Loaded with proud examples of religious art, ephemera and documentary imagery, the entry wall draws in visitors with a filmstriplike ticker of local scenes—from a vintage St. Rocco parade photo to veiled Chinese-American girls receiving First Communion. Next, visitors encounter footage from the pivotal 1926 Eucharistic Congress, a convention that drew more than a million Catholics to Chicago; across the way, an astounding one-story-tall Our Lady of Guadalupe triptych represents the devotion of the city’s Mexican community.

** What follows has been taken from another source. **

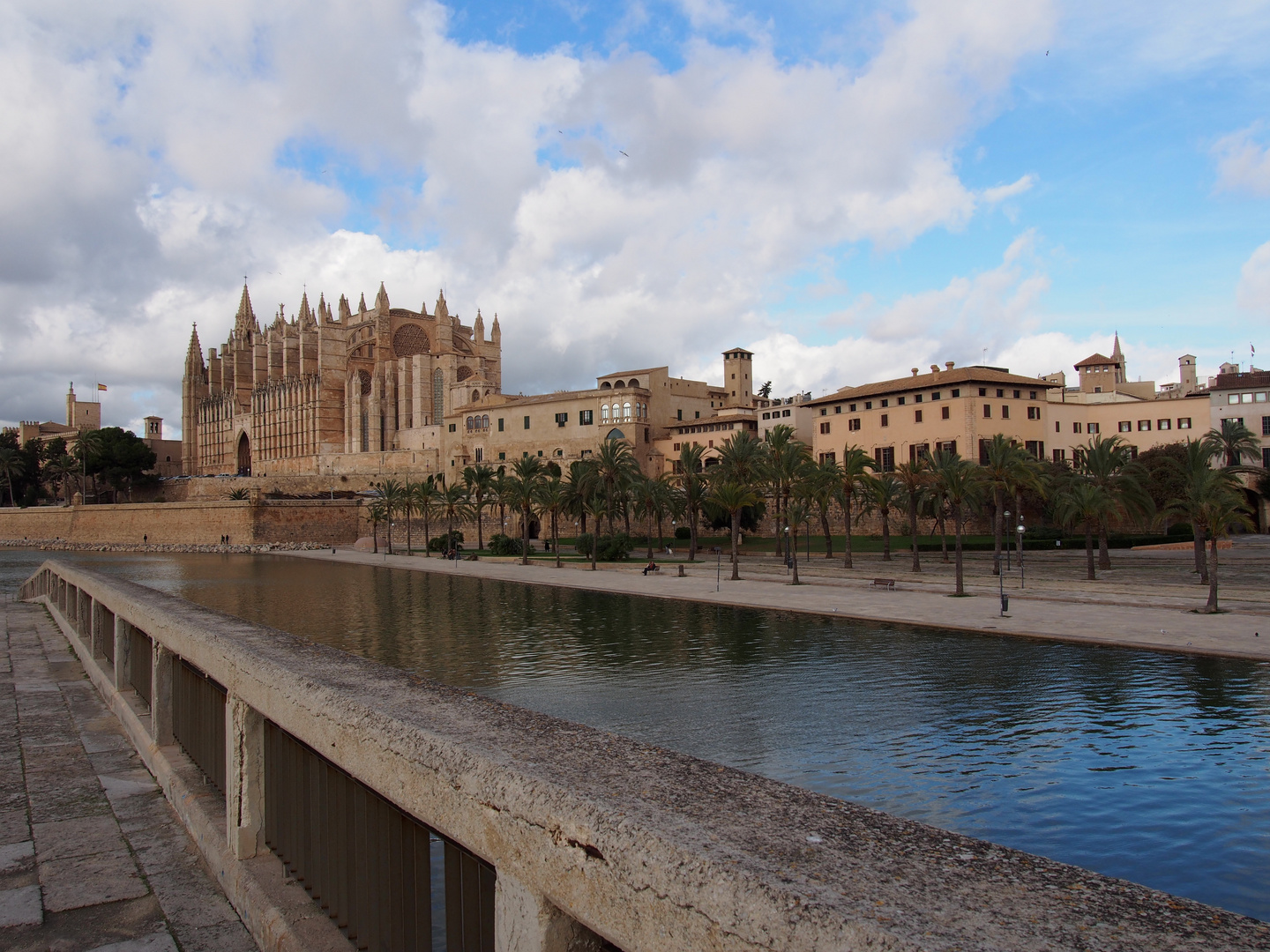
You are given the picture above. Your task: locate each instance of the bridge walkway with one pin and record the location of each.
(92, 854)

The love-hate experience of Catholic education is relived, too. While alumni will relish searching the displays for familiar mascots, yearbook photos and other memorabilia, laymen would do best to head right for Catholicism’s greatest secular appeal: the beauty—and at times oddity—of the church’s iconography. Included is Cardinal Mundelein’s gold-embroidered 1930s vestment; stained glass; and an unusual depiction of Mary in pink, with a knitting basket at her side. The final displays touch briefly on the priest sexual-abuse scandal via video interviews, while nearby panels explain the impact of Vatican II and the civil rights movement.
The precious memories and beauty that form the exhibition—the first of an ongoing religion series the CHM has planned—make for a loving hymn sung to a pockmarked institution. At a time when headlines on sexual abuse (and school and church closings) myopically focus on the church’s shortcomings, this glossy portraiture somehow seems a forgivable sin—serving as a reminder of the community and sense of belonging that brought millions of Chicago parishioners to the church in the first place.